The Turkish government has sanctioned Quran recitations by a different senior Islamic cleric each day of the Muslim holy month of Ramadan so far this year at the secular Hagia Sophia Museum. Christian-majority Greece has condemned the move as the “creeping Islamization of the building,” reports Agence France-Presse (AFP).
The news agency notes:
Last year, a Muslim cleric recited the Quran in the Hagia Sophia for the first time in 85 years to mark the opening of an exhibition.
But this Ramadan the Turkish authorities have gone a step further, with the state TV religion channel Diyanet TV broadcasting every day of the month the Quran recitation by a different senior Turkish cleric, the most extensive use of the building for religious purposes since it became a museum.
The Hagia Sophia was initially built as a church of the Christian Byzantine Empire in the sixth century, before it was converted into a mosque soon after the conquest of Constantinople by the Muslim Ottomans in 1453.
In the 1930s, it became a secular museum under Mustafa Kemal Ataturk.
AFP describes the current incarnation of the building as “one of the single most emblematic edifices of human civilization … [, a] universal heritage for peoples of all faiths.”
Echoing some Christian groups, Greece has been angered by the recent broadcast of Quran recitations at the secular facility in Muslim-majority Turkey, a move that has been sanctioned and allegedly encouraged by the ruling Justice and Development Party (AKP) of Islamic President Recep Tayyip Erdogan.
“The recitation, broadcast live on Diyanet TV, aroused a furious reaction from Greece, which for years has warily eyed what Athens sees a creeping Islamization of the building,” reports AFP.
“This kind of obsession — bordering on bigotry — for holding Muslim ceremonies in a monument that belongs to the patrimony of humanity is incomprehensible and shows a lack of respect and contact with reality,” Greece’s Ministry of Foreign Affairs reportedly declared in a statement.

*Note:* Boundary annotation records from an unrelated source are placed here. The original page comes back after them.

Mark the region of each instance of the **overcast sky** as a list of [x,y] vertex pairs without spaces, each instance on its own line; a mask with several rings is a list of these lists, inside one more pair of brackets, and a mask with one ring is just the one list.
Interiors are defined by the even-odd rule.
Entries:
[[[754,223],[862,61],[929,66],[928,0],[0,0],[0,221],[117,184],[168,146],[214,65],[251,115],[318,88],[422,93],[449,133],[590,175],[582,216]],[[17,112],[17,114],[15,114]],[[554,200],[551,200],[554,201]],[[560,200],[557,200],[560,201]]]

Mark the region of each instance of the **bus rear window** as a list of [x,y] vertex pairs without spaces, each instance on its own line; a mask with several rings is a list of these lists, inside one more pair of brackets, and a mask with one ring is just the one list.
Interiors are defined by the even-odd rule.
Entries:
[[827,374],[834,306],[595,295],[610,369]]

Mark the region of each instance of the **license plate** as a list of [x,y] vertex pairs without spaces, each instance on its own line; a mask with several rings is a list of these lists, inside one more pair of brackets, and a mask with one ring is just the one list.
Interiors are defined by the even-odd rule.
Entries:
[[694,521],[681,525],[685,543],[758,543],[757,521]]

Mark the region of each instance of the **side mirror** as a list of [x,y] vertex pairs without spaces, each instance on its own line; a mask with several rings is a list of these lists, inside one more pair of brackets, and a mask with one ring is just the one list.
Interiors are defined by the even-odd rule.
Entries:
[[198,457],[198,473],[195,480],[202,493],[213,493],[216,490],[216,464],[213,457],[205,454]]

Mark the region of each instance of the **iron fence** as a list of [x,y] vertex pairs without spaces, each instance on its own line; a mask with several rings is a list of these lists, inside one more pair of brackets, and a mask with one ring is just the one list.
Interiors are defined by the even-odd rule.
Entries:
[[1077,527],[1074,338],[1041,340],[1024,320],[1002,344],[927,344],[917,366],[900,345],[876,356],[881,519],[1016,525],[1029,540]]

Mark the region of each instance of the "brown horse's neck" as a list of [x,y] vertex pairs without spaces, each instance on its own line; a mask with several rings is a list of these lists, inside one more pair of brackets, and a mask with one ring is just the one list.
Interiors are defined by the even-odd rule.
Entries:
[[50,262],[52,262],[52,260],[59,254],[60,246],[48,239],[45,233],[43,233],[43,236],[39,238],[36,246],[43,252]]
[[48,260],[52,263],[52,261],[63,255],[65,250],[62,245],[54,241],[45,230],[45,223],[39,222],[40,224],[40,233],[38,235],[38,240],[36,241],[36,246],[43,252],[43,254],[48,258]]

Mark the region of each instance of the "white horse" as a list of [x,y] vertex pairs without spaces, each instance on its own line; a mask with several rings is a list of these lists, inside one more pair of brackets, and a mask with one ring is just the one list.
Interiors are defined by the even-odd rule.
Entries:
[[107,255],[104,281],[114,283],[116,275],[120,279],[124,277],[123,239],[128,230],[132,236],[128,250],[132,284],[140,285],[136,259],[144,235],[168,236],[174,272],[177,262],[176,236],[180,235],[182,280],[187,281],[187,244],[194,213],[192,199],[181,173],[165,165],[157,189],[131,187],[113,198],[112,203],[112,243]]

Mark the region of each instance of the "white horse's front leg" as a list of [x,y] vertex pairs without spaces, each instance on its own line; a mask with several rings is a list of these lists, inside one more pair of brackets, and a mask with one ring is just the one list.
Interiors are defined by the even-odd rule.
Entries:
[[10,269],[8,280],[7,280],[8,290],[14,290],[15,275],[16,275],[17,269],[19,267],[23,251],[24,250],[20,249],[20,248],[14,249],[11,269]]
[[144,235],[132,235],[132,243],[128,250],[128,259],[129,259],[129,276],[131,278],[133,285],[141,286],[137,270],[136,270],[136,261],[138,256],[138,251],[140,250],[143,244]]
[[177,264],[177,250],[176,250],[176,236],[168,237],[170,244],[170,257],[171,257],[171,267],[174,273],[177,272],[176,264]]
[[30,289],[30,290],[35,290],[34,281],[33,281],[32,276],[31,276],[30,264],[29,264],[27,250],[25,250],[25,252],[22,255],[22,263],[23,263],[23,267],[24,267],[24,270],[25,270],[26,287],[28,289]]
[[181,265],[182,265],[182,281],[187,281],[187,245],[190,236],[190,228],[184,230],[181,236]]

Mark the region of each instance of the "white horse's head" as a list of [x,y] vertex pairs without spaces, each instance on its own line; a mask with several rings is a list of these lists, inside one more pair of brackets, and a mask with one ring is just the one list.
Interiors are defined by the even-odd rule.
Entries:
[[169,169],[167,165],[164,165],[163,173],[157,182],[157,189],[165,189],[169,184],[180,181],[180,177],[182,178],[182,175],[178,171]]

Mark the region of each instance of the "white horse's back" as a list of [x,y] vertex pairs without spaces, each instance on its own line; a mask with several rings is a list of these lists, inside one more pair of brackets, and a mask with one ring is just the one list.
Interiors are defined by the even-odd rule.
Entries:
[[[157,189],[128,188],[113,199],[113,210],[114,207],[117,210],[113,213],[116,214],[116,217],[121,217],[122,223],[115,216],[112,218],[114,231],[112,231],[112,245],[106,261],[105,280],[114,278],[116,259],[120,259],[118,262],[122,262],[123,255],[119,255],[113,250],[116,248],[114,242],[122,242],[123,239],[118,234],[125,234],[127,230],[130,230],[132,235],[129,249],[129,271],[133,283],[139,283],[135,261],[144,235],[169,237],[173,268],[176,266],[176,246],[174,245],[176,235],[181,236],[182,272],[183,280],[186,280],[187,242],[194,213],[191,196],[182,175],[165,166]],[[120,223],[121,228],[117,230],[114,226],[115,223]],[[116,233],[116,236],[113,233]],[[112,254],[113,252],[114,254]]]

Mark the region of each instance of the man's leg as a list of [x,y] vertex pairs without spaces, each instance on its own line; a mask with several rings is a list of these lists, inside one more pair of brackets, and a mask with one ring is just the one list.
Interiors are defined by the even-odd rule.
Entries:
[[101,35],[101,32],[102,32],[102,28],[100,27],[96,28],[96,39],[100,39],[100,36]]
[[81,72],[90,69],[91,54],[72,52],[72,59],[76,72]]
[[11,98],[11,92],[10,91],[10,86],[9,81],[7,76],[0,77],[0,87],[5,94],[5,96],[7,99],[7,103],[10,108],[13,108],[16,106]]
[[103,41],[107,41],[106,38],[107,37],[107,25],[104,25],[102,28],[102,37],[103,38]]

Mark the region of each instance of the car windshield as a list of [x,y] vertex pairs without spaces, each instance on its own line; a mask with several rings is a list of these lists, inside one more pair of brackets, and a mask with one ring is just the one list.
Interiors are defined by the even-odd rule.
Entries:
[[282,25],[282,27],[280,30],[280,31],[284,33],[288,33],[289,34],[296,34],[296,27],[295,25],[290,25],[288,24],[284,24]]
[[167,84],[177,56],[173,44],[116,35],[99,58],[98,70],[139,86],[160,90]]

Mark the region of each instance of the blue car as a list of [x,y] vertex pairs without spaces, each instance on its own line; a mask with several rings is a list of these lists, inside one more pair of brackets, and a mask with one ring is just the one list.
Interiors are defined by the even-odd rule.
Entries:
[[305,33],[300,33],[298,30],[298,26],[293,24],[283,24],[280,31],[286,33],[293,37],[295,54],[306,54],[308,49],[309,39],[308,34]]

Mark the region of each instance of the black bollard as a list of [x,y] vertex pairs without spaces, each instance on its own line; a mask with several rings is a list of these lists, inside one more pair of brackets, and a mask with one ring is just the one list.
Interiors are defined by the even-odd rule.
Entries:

Nikos Kotzias, Greece’s foreign minister, has reportedly filed a complaint against the Turkish government’s recent use of the Hagia Sophia with the United Nations Educational, Scientific and Cultural Organization (UNESCO), the UN’s cultural heritage agency.
“We recognize the Hagia Sophia, as you mentioned, is a site of extraordinary significance, and we would encourage the Turkish Government to preserve the Hagia Sophia in a way that respects its traditions and its complex history,” Mark Toner, a U.S. State Department spokesman, told reporters on June 9.
Nevertheless, Tanju Bilgic, a spokesman for Turkey’s foreign affairs, characterized Greece’s comments as “unacceptable.”
Bilgic accused the Mediterranean nation of violating religious freedoms of its Muslim minority, indicating Greece “has not given permission for the construction of a mosque in Athens for years.”
“Some Turkish officials — including a recent culture minister — have voiced a desire to see the Hagia Sophia become a mosque again but this has never been an official policy,” notes AFP.
“Both sides may want to keep the dispute in check however, given the relatively robust relations between Turkey’s AKP government and Greek Premier Alexis Tsipras, particularly on the migration crisis,” it adds.